Transition shifts things though. If you don’t truly have your identity in Christ and faith then circumstantial transition can impact how you operate.
God has really been showing me how many areas of my faith were really just hope in circumstance. When circumstances were changing, other factors of my faith and identity began to come into question for me. That’s when I was relying on circumstance and that simply will not do.
Our church started a discipleship and membership program that helps believers find their place within the body and in life. After days of personality assessments and giftings analysis, I felt confused and concerned. I was so confident in my identity at the start of this year and now I couldn’t even answer a questionnaire consistently. Those are great tools that can pinpoint traits in you that might not otherwise be recognized and help you see the value in your strengths as well as highlighting the work areas. I am very analytical and ALWAYS self evaluate, so those kinds of activities can get dangerous for me when I don’t come at it from the right place.
It’s saying I’m this, and I can see those traits, but I feel like I’m more than one, sometimes, it just depends where I’m at and the dynamic I’m in. Who am I really?When I came to that point it dawned on me. I know who I am! What kind of place am I allowing myself to go to? I know where I belong and who I belong to. I know who I’m not anymore and the qualities that God has grown in me that didn’t used to be a part of me at all.
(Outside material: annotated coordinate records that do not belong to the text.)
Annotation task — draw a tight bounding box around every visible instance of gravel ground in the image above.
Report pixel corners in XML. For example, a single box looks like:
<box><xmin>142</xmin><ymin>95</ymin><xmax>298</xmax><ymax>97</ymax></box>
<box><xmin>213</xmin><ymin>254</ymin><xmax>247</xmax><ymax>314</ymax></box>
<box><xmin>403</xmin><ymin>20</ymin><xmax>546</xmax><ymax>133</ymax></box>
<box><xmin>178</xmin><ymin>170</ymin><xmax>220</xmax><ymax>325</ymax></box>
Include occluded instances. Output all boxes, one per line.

I know the gifts that I flow in because it’s the places I naturally thrive in and enjoy. I know that I am a leader who likes to see things get done. But I also know that God has developed a servant’s heart in me from my desire to be more like him and to become a better leader. I know that because I have meditated on the Love of God, he has given me a compassion and love for people that simply did not exist once upon a time. I know that I would rather see things get done than toil over all the details but the way the Lord does everything in excellence drives me to look at the details. I know that my administrative gives aid my passion for leading by organizing those under me and all the pieces needed to facilitate.
In all I know who I am and who God is by how he transforms me. Honestly we are in a constant state of transition when it comes to serving God with our life because we go from glory to glory. My encouragement is to continuing seeking God in the changing circumstances so the circumstances don’t change you!